Ankara yeni hükümetin açıklanmasını bekleyedursun, milletin dikkati ‘‘adaylar’’ konusunda çoktaan yoğunlaştı bile...

İlk sorun, hangi partinin adaylarını, hangi seçim çevresinde, hangi usulle belirleyeceğinin karara bağlanması ve bunu ayın 11'inden önce Yüksek Seçim Kurulu'na bildirmeleriydi.

Onu yaptılar:

Ve CHP; ANAP ve DYP'nin kendi örgütlerine bir ölçüde ‘‘söz’’ yani adaylarını belirleme hakkı tanıyacağı, öteki partilerin yani Fazilet Partisi, Demokratik Sol Parti ve Milliyetçi Hareket Partisi'nin ‘‘Merkez Yoklaması’’ denen ama aslında Genel Başkan ile yakın çevresinin tercihleriyle kesinleşen usulü benimsedikleri ortaya çıktı.

Bu demektir ki, 18 Nisan günü, birçok ilde seçen, seçmen olmayacak. Lider seçecek, seçmen de liderin seçtiği herhalde iyidir diyerek sempati duyduğu partiye oy verecek.

Kısaca parlamentomuz yine ‘‘milletvekillerinden’’ değil, ‘‘lidervekillerinden’’ meydana gelecek.
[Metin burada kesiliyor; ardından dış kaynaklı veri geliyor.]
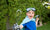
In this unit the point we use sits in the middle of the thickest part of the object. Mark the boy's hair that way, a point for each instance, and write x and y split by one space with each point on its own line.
28 9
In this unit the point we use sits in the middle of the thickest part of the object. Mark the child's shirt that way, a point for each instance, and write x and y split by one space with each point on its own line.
29 24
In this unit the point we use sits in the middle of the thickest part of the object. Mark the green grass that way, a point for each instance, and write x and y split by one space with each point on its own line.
44 27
Oysa Türkiye daha 1946'dan itibaren bu konuda çok mesafe almıştı. O kadar ki örneğin 1950'li yıllarda partinin tüm adaylarını CHP'de, örgütün seçtiği seçim bile oldu.
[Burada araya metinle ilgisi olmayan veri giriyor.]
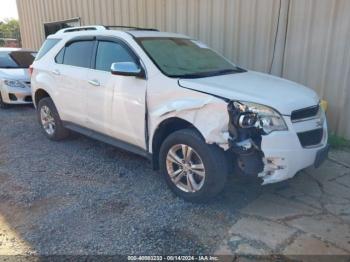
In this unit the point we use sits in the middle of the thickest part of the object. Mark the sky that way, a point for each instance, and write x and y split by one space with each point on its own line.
8 9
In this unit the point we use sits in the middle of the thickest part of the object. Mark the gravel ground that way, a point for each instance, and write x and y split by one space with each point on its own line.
81 196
Sonra bunun da maalesef yozlaştırılması üzerine Genel Başkan'a (İsmet Paşa'ya) yanlış anımsamıyorsak yüzde 5 oranında bir kontenjan tanındı.

Gerçek şu ki CHP bu açıdan hâlâ en önde bir partidir. Ama orada bile oyunun kurallarına uygun oynanmayacağı anlaşıldı. Nitekim Ankara Büyükşehir Belediye Başkanı adaylığı sözde önseçime bırakıldığı halde Genel Başkan tuttu yarışı daha baştan bozdu:

CHP'nin tekrar açılmasının mimarı olan eski İmar İskan Bakanı Erol Tuncer'in, Ankara Büyükşehir Belediye Başkanlığı adaylığı konusunda ‘‘eşit koşullarda olmak kaydıyla yarışmaya hazır olduğunu’’ gidip bizzat Deniz Baykal'a bildirmesine ve onayını almasına rağmen Baykal tuttu Murat Karayalçın'ı çağırarak aynı görev için ‘‘ikna’’ etti.
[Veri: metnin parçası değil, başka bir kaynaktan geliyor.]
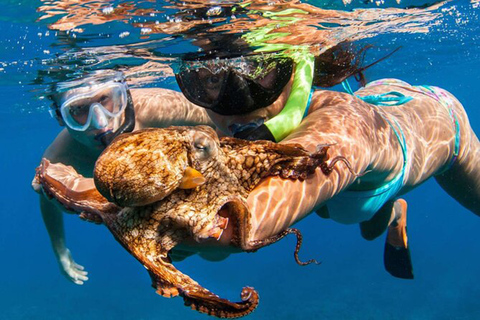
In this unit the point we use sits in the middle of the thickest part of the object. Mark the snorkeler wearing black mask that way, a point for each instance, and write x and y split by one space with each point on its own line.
94 110
95 106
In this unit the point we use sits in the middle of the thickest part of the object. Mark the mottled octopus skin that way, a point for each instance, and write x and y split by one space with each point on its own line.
149 215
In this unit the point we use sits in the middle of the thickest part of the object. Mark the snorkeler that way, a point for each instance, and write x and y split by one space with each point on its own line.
94 110
239 101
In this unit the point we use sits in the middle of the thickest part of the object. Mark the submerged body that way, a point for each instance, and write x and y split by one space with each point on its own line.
427 136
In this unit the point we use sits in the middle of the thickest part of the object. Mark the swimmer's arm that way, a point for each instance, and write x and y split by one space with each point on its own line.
462 180
52 215
162 108
276 204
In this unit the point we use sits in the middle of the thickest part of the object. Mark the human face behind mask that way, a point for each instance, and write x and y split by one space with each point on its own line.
234 86
94 111
231 125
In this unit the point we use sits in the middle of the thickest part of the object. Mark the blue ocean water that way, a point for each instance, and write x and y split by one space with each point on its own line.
349 284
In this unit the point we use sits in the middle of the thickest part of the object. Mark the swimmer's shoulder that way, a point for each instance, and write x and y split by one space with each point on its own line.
64 149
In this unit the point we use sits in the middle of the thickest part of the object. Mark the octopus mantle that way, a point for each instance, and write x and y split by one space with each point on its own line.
158 187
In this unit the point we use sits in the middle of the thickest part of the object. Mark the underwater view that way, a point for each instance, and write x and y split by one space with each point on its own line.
46 45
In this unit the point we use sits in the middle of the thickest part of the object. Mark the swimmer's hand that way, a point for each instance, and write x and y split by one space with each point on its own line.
70 269
253 134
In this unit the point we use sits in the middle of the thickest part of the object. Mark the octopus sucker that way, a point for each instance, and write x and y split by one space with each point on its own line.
195 188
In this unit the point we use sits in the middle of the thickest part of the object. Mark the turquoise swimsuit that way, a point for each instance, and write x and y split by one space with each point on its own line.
352 206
Murat Karayalçın'ın değerini tartışmıyoruz. Ama söyleyin, şimdi Erol Tuncer'in yerinde siz olsanız daha birinci gün bizzat Genel Başkan tarafından bozulan yarışa girer misiniz?

Demek istediğimiz bir oyun, eğer onun kurallarına uygun olarak oynanırsa ‘‘oyun’’dur. Yoksa onun adı herhalde başka olur.

Aynı şey -bildiğimiz yanlış değilse- üç aşağı beş yukarı İzmir'in bir önceki dönem Büyükşehir Belediye Başkanı Yüksel Çakmur'a yapıldı. Ona da sözde ‘‘adaylık için şansı varmış’’ gibi çağrıda bulunuldu, sonra partinin -belki de çok kıymetli bir kişi olan- İzmir İl Başkanı'nın aday olacağı tebliğ edildi.

CHP'de böyle yapıldı da ötekilerde durum farklı mı olur sanıyorsunuz?..

Aynı hamurun bir yarısı başka öteki yarısı başka olur mu?